Tadeusz Borowski-Beszta 91-letni lekarz zaangażowany w opiekę nad terminalnie chorymi, który całe swoje życie poświęcił trosce o drugiego człowieka, współtwórca i wieloletni prowadzący pierwszego hospicjum w Polsce odebrał akt nadania honorowego obywatelstwa Białegostoku.
Uchwałę o przyznaniu Tadeuszowi Borowskiemu-Beszcie tytułu honorowego obywatela Białegostoku przyjęła w październiku jednogłośnie rada miasta. Inicjatorem był prezydent miasta Tadeusz Truskolaski.
Uroczystość wręczenia aktu nadania tego tytułu odbyła się 3 grudnnia wieczorem w Auli Magna pałacu Branickich podczas uroczystej sesji rady. Wzięły w niej udział m.in. władze Białegostoku, radni, wojewoda podlaski, marszałek województwa podlaskiego i rektorzy uczelni.
Doktor nauk medycznych, specjalista psychiatrii klinicznej Tadeusz Borowski-Beszta urodził się w podbiałostockich Łapach w 1934 r. Przez wiele lat pracował m.in. w szpitalu psychiatrycznym w Choroszczy.
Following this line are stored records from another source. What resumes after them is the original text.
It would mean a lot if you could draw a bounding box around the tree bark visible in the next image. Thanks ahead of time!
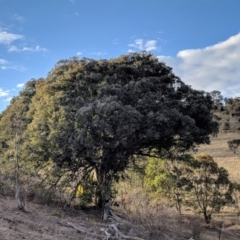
[101,178,112,220]
[14,133,25,211]
[203,210,211,225]
[96,168,113,220]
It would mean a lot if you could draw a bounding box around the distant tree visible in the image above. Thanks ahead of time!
[227,139,240,154]
[226,97,240,114]
[144,153,233,224]
[220,121,230,131]
[224,97,232,106]
[191,154,232,225]
[22,52,218,219]
[234,105,240,112]
[210,91,223,110]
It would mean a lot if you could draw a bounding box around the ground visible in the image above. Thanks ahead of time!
[0,196,107,240]
[1,194,240,239]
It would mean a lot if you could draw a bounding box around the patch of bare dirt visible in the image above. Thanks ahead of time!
[0,195,152,240]
[1,195,240,240]
[0,196,113,240]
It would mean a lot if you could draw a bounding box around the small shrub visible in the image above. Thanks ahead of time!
[227,139,240,154]
[213,114,222,121]
[121,189,182,239]
[220,122,230,131]
[51,210,62,218]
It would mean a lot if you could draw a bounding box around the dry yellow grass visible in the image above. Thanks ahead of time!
[196,131,240,181]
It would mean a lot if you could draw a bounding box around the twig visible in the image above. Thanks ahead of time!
[108,223,144,240]
[67,218,143,240]
[109,209,134,226]
[67,222,87,233]
[68,222,107,239]
[110,209,123,222]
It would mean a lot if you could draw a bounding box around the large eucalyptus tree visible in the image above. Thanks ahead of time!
[24,52,218,218]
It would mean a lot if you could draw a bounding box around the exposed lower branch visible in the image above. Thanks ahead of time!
[108,223,144,240]
[67,222,86,233]
[67,220,143,240]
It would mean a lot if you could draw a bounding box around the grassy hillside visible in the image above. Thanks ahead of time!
[197,112,240,181]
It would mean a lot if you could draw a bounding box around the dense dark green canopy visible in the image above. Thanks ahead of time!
[0,52,218,184]
[22,52,217,178]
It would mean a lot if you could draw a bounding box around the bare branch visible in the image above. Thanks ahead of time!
[67,222,87,233]
[108,223,144,240]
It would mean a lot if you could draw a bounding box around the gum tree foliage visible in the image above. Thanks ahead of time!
[227,139,240,154]
[144,154,232,225]
[21,53,217,215]
[192,154,232,225]
[0,80,38,208]
[144,158,170,196]
[144,155,197,214]
[224,97,240,113]
[210,90,223,111]
[0,80,38,171]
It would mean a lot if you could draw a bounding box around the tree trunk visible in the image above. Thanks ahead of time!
[203,209,211,225]
[15,188,25,210]
[101,176,112,220]
[14,134,25,211]
[102,188,111,220]
[96,168,112,220]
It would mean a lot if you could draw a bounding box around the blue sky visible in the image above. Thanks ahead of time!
[0,0,240,112]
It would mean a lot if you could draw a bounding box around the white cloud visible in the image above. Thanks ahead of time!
[8,45,47,52]
[0,59,8,65]
[128,39,157,52]
[0,57,25,71]
[113,39,119,45]
[157,33,240,97]
[1,65,26,71]
[12,14,25,22]
[4,97,12,102]
[129,39,144,50]
[0,59,9,70]
[24,45,46,52]
[8,46,18,52]
[0,88,9,97]
[145,40,157,51]
[17,83,25,88]
[89,52,107,56]
[0,30,23,45]
[77,52,82,56]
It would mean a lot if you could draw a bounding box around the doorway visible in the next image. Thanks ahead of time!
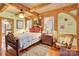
[0,17,14,55]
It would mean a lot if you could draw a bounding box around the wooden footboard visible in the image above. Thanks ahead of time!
[5,33,19,56]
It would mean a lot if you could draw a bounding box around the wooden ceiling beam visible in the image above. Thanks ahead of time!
[10,3,39,16]
[0,4,7,12]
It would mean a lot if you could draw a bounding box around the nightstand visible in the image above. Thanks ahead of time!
[41,33,53,46]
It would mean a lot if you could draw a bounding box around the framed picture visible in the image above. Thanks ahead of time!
[16,20,23,29]
[38,19,41,26]
[34,20,37,25]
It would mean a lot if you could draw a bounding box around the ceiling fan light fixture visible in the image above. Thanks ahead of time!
[18,12,25,18]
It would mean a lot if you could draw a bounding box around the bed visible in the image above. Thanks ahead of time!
[5,26,42,56]
[15,32,41,50]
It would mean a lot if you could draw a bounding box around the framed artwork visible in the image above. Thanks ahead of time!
[34,20,37,25]
[38,19,41,26]
[16,20,23,29]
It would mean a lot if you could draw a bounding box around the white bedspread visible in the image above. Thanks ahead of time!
[15,32,41,50]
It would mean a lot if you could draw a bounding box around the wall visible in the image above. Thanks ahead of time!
[58,13,77,34]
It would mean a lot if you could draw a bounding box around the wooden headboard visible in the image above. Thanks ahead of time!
[30,26,42,33]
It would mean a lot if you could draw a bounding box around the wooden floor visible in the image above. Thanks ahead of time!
[48,47,60,56]
[0,44,60,56]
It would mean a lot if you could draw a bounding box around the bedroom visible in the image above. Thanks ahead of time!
[0,3,79,56]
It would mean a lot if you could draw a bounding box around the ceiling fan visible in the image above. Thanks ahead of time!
[17,9,25,18]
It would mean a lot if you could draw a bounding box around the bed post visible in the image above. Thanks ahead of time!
[5,35,8,51]
[16,39,19,56]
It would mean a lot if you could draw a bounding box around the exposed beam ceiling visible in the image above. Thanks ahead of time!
[41,4,77,16]
[10,3,39,16]
[21,3,75,14]
[0,3,77,18]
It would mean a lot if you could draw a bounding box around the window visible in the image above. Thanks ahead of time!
[44,16,54,35]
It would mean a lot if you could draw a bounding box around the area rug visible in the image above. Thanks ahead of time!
[21,44,50,56]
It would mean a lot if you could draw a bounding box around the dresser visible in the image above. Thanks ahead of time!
[41,33,53,46]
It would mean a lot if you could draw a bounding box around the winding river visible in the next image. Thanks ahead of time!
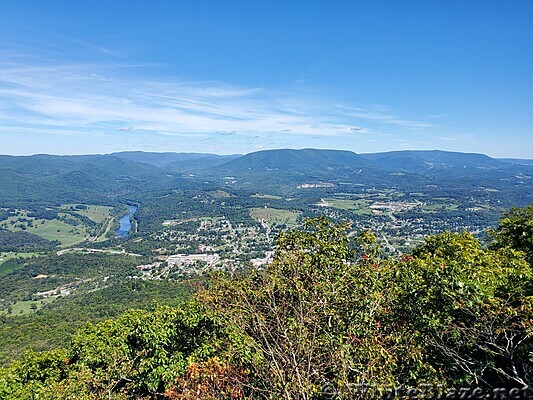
[116,205,138,238]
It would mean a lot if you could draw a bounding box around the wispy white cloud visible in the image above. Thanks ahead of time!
[0,64,377,138]
[0,50,439,154]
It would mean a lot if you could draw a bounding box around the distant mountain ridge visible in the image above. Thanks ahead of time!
[199,148,533,195]
[199,148,389,192]
[358,150,509,174]
[0,149,531,204]
[208,148,531,177]
[0,154,177,204]
[112,151,240,172]
[213,148,371,173]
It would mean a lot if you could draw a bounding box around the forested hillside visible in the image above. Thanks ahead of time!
[2,149,532,204]
[0,154,177,205]
[0,205,531,399]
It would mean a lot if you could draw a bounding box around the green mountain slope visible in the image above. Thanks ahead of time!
[0,155,177,204]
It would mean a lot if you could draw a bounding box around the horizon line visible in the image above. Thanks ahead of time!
[0,147,531,160]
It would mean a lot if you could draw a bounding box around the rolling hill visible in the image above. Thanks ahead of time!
[197,148,531,195]
[112,151,240,172]
[359,150,511,175]
[0,154,177,205]
[199,148,392,192]
[1,149,531,204]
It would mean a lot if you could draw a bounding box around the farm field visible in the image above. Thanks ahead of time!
[28,219,87,246]
[94,217,114,242]
[249,207,301,227]
[208,190,232,198]
[0,204,117,246]
[0,211,87,246]
[318,198,373,214]
[61,204,113,224]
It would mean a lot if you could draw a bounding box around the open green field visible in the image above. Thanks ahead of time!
[320,198,373,214]
[0,252,41,276]
[0,297,55,316]
[69,205,116,242]
[0,204,116,246]
[63,204,113,224]
[30,219,87,246]
[0,261,21,277]
[0,210,88,246]
[0,251,40,263]
[250,207,301,227]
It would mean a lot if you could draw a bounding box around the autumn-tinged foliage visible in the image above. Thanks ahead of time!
[165,357,246,400]
[0,205,531,399]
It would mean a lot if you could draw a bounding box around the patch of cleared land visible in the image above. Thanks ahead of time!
[61,204,115,242]
[0,252,41,276]
[251,194,284,200]
[30,219,87,246]
[319,198,373,214]
[0,297,55,316]
[64,204,113,224]
[94,217,114,242]
[250,207,301,227]
[208,190,232,198]
[0,211,88,246]
[0,205,115,246]
[62,204,115,242]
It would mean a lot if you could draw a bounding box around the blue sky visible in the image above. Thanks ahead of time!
[0,1,532,157]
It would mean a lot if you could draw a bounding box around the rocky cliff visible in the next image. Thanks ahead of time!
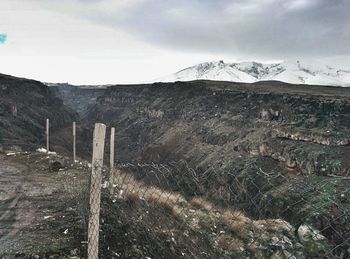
[0,74,78,151]
[49,83,106,116]
[2,76,350,256]
[83,81,349,173]
[78,80,350,256]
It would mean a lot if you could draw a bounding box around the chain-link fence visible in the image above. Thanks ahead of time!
[1,119,349,258]
[81,160,350,259]
[62,166,91,257]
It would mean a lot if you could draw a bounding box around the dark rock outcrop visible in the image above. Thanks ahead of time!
[49,83,106,115]
[79,81,349,176]
[0,74,78,151]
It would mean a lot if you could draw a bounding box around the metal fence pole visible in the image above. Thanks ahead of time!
[88,123,106,259]
[109,127,115,196]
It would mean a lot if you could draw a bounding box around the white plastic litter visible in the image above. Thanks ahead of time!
[36,148,57,155]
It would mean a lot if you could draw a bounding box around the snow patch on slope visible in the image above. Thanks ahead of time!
[155,60,350,87]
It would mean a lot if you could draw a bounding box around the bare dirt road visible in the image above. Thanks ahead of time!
[0,152,85,258]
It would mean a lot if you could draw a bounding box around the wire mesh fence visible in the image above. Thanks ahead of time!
[88,160,350,259]
[1,119,349,258]
[63,169,91,258]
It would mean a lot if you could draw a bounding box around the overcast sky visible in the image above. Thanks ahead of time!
[0,0,349,84]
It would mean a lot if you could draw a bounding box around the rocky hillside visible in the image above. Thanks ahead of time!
[84,80,350,167]
[48,83,106,116]
[2,75,349,257]
[79,80,350,256]
[0,74,78,151]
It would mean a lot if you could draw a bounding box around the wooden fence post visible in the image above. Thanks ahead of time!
[109,127,115,196]
[46,118,49,153]
[73,121,76,161]
[88,123,106,259]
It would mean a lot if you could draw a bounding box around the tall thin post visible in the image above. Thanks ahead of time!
[73,121,76,161]
[46,119,49,153]
[88,123,106,259]
[109,127,115,196]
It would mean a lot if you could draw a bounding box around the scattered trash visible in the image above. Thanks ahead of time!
[63,229,69,235]
[6,152,17,156]
[102,181,109,188]
[36,148,57,155]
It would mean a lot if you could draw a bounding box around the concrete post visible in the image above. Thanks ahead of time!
[88,123,106,259]
[46,119,49,153]
[73,121,76,161]
[109,127,115,196]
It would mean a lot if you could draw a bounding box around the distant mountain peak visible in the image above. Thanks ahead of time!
[155,60,350,87]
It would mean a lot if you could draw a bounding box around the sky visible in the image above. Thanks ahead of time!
[0,0,349,84]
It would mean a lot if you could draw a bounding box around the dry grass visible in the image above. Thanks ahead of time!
[253,218,294,233]
[111,167,297,257]
[114,172,186,218]
[124,190,140,208]
[147,190,175,210]
[222,209,253,239]
[190,196,214,211]
[270,251,285,259]
[144,188,185,219]
[217,234,245,254]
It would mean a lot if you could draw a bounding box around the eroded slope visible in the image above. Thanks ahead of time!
[81,80,350,256]
[0,74,78,151]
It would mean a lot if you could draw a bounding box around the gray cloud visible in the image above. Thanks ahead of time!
[81,0,350,60]
[28,0,350,60]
Współtworzył ośrodek Monaru w Zaczerlanach i oddział dla uzależnionych w choroszczańskim szpitalu.
Współtwórca i wieloletni prowadzący pierwszego hospicjum w Polsce
W uzasadnieniu do uchwały o nadaniu mu honorowego obywatelstwa napisano, iż na szczególne podkreślenie zasługuje jego działalność jako współtwórcy i wieloletniego prowadzącego białostockie hospicjum Dom Opatrzności Bożej, które funkcjonuje stacjonarnie od 1992 r. Wówczas było pierwszą taką placówką w Polsce. Szacunki mówią o ponad 25 tys. przyjętych od tego czasu chorych w hospicjum domowym i stacjonarnym, wspiera też ono ich rodziny.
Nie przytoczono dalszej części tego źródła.